All their lives, women are urged to play fair and be “nice”. Often that is code for ‘don’t rock the boat’, or ‘know your place.’ Today with the passing of Margaret Thatcher the world lost a trailblazing feminist who showed us all that while niceness and popularity have their place, they are often irrelevant obstacles for women seeking to make their mark.

Lady Thatcher might well recoil from being labeled a feminist, but in the truest sense of that word, she embodied the triumph of courage and ability over gender stereotypes. She showed class conscious Brits that leadership was not the preserve of the monied elite, and forever laid to rest the belief that women were too timid, and weak to chart their nation’s destiny.

While the debate still rages in America over ‘having it all’, and ‘leaning in’, Mrs.
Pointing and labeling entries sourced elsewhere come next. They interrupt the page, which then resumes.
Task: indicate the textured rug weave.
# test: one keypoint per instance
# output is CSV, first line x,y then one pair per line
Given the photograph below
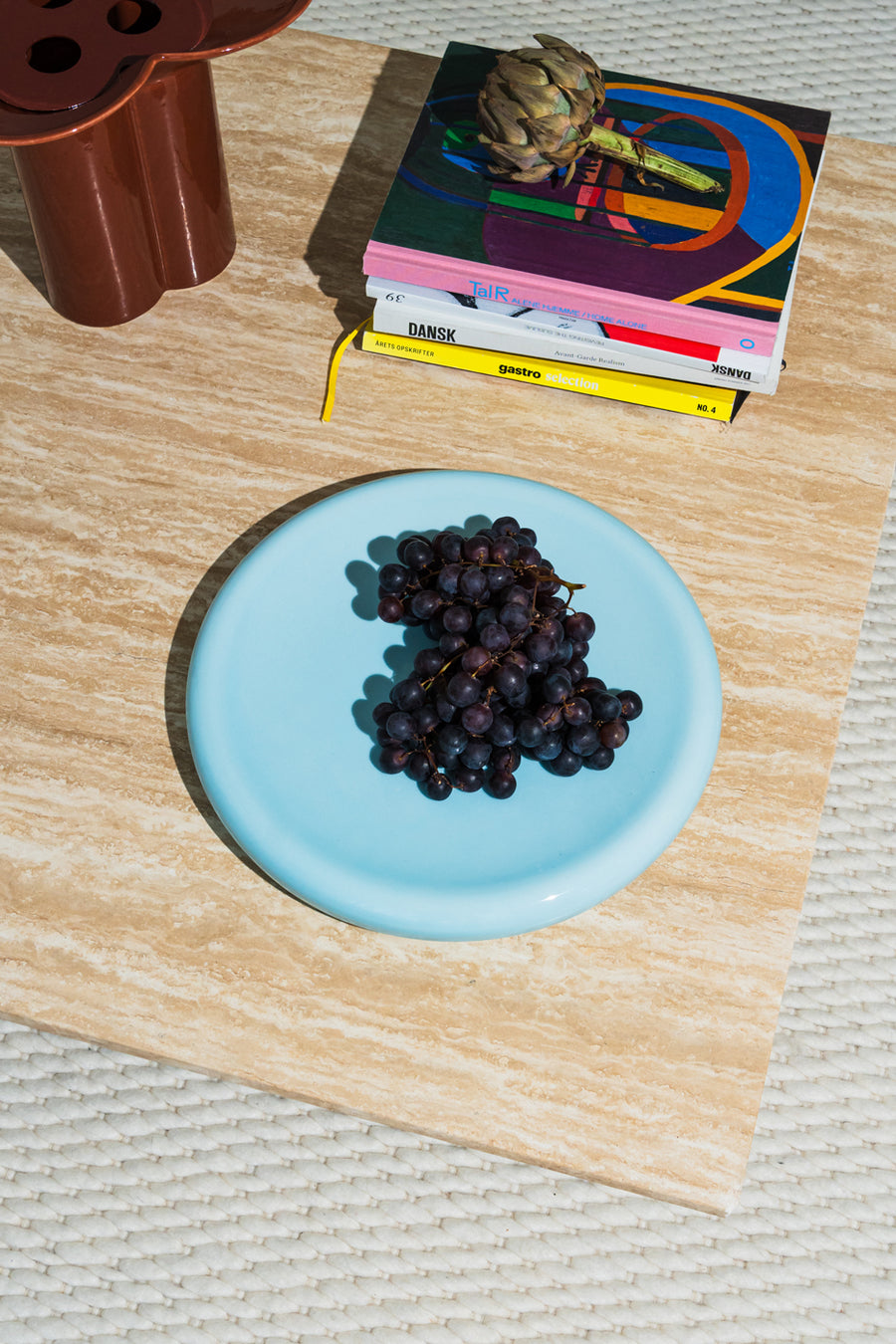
x,y
144,1203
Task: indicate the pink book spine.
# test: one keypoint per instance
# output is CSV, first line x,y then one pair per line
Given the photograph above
x,y
404,265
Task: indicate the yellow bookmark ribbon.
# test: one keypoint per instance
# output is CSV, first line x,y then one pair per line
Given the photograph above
x,y
334,367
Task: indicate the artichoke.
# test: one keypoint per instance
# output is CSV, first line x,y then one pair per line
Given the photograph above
x,y
535,113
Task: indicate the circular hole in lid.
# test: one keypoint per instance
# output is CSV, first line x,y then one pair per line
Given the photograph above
x,y
133,16
54,56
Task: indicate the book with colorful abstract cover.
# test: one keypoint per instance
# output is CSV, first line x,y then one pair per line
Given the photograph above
x,y
644,256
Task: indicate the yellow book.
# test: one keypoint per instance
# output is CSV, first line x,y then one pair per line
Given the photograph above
x,y
662,392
Thatcher showed us how to do both. Wife, Oxford grad, mother of twins, chemist, barrister and awesome competitor, she neither asked for nor expected special consideration. She faced a barrage of fierce sometimes-vicious criticism, and soldiered on.

Women (and men) of all political stripes should identify with and learn from this iconic figure who embodied qualities not often seen on the public stage. How refreshing in an age of plastic politicos who rule by opinion polls and regurgitate meaningless pabulum to find someone willing to state her views and stand by them, despite the blowback. As the current debates over gun control and the budget illustrate, few of our current elected officials display that type of courage.

It is tempting to dismiss Margaret Thatcher as an irrelevant relic of the Cold War best consigned to the dustbin of history. I submit however, that her courage, grit and patriotism transcend time and provide important lessons to us all.

Was the ‘iron lady’ a nice girl? Heavens no! She was a role model in the best sense of the word.